HILL AIR FORCE BASE, Utah – The historic, barrier-breaking experiences of the Tuskegee Airmen were presented to an audience of more than 200 people April 20 at the Hill Aerospace Museum.

Two of the original Tuskegee Airmen, Theodore Lumpkin, who served as an intelligence officer, and Federick Henry, who served with the military police, during World War II presided along with family descendants belonging to the Tuskegee Airmen Heritage Foundation of Greater Sacramento were at the event.

Lumpkin and Lanelle Roberts Brent, the eldest daughter of George S. “Spanky” Roberts, the first cadet selected for the pilot program at Tuskegee, Alabama, spoke about the challenges and successes Tuskegee Airmen experienced.

Tuskegee Airmen is the collective name for the African-American military pilots who participated in an “an experiment designed to fail” in 1941 to see if blacks were “teachable” to fly airplanes, which until then was strictly off limits for them.

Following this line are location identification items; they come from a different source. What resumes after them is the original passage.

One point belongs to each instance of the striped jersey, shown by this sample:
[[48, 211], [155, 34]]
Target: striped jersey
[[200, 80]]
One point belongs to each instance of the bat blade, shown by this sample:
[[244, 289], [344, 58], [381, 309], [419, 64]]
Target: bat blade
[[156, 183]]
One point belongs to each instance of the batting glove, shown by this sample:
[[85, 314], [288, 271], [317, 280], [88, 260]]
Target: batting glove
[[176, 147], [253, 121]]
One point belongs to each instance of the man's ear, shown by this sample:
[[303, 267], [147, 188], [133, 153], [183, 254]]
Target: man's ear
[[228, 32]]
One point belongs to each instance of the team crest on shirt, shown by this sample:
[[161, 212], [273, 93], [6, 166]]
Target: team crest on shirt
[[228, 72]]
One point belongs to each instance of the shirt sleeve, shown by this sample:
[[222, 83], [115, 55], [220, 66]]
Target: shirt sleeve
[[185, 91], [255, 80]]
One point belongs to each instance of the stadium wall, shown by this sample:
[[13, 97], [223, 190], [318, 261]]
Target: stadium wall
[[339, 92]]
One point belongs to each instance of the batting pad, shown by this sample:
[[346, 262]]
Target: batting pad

The Tuskegee Airmen were named after the Tuskegee Army Airfield where they received their pilot and aircraft maintenance training.

Of the 3,000 who trained to fly at Tuskegee, only 1,000 graduated. About 650 were single-engine pilots, with the remainder qualified as bomber pilots who never saw combat.

Part of what makes their story unique is that while the Tuskegee Airmen served their country in the military, they were also dealing with segregation. Trainees faced racism and segregation at Tuskegee and other training bases such as Selfridge Field, Mich., and Walterboro Army Air Field, S.C.

The Tuskegee Airmen were not just military pilots, but also navigators, bombardiers, mechanics, instructors, crew chiefs, nurses, cooks and other support personnel who trained and served.

“There is a lot of history here. A lot of history that is never spoken about,” said Roberts Brent.

The Sacramento Chapter is the 56th and newest chapter of the national Tuskegee organization and this visit marked its first trip to Utah, said Chapter President Leonard Johnson. The chapter regularly travels making presentations and raising money for scholarships

“We are committed to continuing and honoring the legacy of the Tuskegee Airmen through education,” said Johnson.

Those who attended the event were also given the opportunity to personally meet and speak with Lumpkin, Henry and descendants who attended the event. The event was organized by the Utah Military Academy’s Commandant Maj. Kit Workman.

“This heritage is important. These men helped to change history,” said Workman.